Most of the time I would like to shoot her.... Not with a camera though! LOL

Matthew


----------



## IPLOWSNO (Oct 11, 2008)

i made the mistake of taking my dog to work, i went from having awesome sheperds to sharpeis, awesome little dog, my ***** is actually birthing right now lol, so far we are at 7, lots of dark ones like dad, still happening though so we will see,

but i can't pick up my keys without my dog running for the door, he is a smaller dog than a sheperd but he does guard my van from bad people very well,


----------



## BDEMOTT (Oct 10, 2005)

here is my father-in-laws shepherd, straight from germany. He's been doing all the ratings this past year in hopes they can find a female to breed with. He is an absolute athlete, watching him do bite work is amazing.


----------



## BSDeality (Dec 5, 2005)

my dog would be all over the cab, she has no truck legs, constantly falling all over the place on turns and braking. she stays home for plowing, she does ride along with me some days for errands though


----------



## Sno4U (Dec 30, 2003)

I tried but she's too high strung! She bounces all over the truck and tries to attack evry oncoming vehicle when driving down the road. Funny at 1st but really annoying later. Also slobbers up the windows.
She's a Jack Russel Terrier. Wish I had her energy!:redbounce


----------



## linckeil (Sep 18, 2007)

here are my two doing what they do best. 
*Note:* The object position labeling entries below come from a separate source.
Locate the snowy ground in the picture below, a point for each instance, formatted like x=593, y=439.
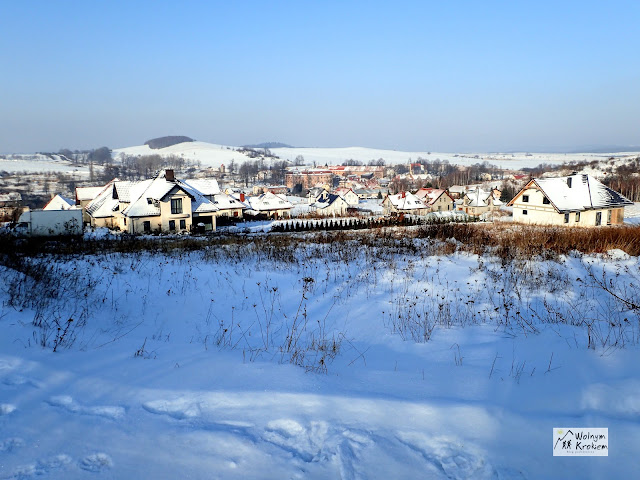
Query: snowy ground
x=208, y=365
x=632, y=214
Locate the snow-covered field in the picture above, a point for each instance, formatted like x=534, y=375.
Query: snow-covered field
x=210, y=364
x=39, y=164
x=212, y=156
x=515, y=161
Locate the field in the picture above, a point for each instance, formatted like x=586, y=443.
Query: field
x=436, y=352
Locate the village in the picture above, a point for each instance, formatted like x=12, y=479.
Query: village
x=210, y=199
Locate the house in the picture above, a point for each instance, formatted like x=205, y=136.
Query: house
x=330, y=204
x=10, y=206
x=349, y=195
x=228, y=205
x=479, y=201
x=270, y=205
x=404, y=202
x=50, y=222
x=437, y=199
x=578, y=200
x=166, y=204
x=59, y=202
x=84, y=195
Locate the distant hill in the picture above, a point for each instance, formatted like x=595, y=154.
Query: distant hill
x=269, y=145
x=164, y=142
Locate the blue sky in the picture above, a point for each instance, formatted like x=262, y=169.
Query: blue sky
x=441, y=76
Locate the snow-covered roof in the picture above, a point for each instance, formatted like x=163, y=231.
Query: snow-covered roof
x=406, y=201
x=60, y=203
x=480, y=198
x=430, y=195
x=328, y=199
x=104, y=205
x=87, y=193
x=577, y=192
x=123, y=190
x=206, y=186
x=226, y=202
x=269, y=201
x=146, y=197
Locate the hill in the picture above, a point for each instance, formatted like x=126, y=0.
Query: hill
x=164, y=142
x=268, y=145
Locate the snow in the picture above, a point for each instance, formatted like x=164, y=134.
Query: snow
x=180, y=370
x=208, y=154
x=584, y=193
x=516, y=160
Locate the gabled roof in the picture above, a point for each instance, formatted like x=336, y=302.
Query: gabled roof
x=324, y=201
x=480, y=198
x=87, y=193
x=431, y=195
x=406, y=201
x=104, y=204
x=206, y=186
x=226, y=202
x=146, y=197
x=268, y=201
x=59, y=203
x=576, y=193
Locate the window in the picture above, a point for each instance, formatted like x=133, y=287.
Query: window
x=176, y=205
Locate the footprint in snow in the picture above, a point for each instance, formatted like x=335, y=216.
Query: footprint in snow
x=68, y=403
x=319, y=442
x=11, y=444
x=42, y=467
x=96, y=462
x=6, y=408
x=450, y=457
x=19, y=380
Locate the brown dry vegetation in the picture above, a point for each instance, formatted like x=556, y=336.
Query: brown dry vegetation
x=503, y=240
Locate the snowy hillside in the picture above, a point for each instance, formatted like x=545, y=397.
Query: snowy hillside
x=210, y=364
x=335, y=156
x=37, y=163
x=208, y=154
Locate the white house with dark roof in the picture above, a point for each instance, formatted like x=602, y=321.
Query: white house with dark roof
x=437, y=199
x=227, y=205
x=404, y=202
x=58, y=202
x=478, y=201
x=166, y=204
x=577, y=200
x=269, y=204
x=160, y=204
x=330, y=204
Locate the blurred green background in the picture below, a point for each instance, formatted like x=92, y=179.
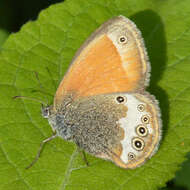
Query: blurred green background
x=15, y=13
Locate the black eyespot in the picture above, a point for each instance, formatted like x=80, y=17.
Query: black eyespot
x=120, y=99
x=122, y=39
x=131, y=156
x=145, y=119
x=141, y=107
x=141, y=130
x=138, y=144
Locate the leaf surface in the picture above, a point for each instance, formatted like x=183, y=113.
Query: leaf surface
x=50, y=42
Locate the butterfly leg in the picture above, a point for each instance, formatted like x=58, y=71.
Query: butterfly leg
x=40, y=150
x=83, y=155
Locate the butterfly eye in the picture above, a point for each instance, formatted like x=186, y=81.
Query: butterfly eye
x=145, y=119
x=141, y=107
x=122, y=39
x=120, y=99
x=45, y=112
x=131, y=156
x=142, y=130
x=138, y=144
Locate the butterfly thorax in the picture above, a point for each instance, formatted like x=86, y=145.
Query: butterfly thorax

i also attached a pic of 2 baby foxes found wandering the road (i think their mother was hit by a car). we kept them for a couple of days and then gave them over to the humane society who put them back into the wild. they were a lot of fun. i wish i could've kept them...


----------



## KBTConst (Oct 25, 2009)

I got my shepard about 3 yrs ago cute little puppy went with me plowing for about 2.5 months then every time after that he would get sick in the truck had to stop taking him now every time i go he gives me that little look . maybe i should give it another try.


----------



## EaTmYtAiLpIpEs (Aug 23, 2007)

My shepherd


----------



## 2brothersyc (Oct 17, 2009)

my little boy and his cinder block snow ball


----------



## BlackIrish (Dec 22, 2007)

I'm lucky,where ever I go Spike is sure to be there with me. Spike is an 80lb shepherd/rotty mix . He and I have been together 24/7 for 5.5 yrs now. He spends a lot of time in his office.


----------



## L.I.Mike (Dec 28, 2002)

I take my Golden retriever wih me when I am plowing solo. She only lasts about 2 hours before she gets bored. Funny thing is she keeps nudging me when she is bored and I am driving.


----------



## EaTmYtAiLpIpEs (Aug 23, 2007)

L.I.Mike;986019 said:


> I take my Golden retriever wih me when I am plowing solo. She only lasts about 2 hours before she gets bored. Funny thing is she keeps nudging me when she is bored and I am driving.


haha sounds like shepherd. He will sit in the back over the center console looking out the front windshield. And when he gets bored he will keep nudging my arm and stuff to pet him. And I normally bring his ball with him because he likes to chew on it for some odd reason haha.


----------



## SuperdutyShane (Mar 6, 2009)

I have a 2 year old German Shepherd just like Lj's. 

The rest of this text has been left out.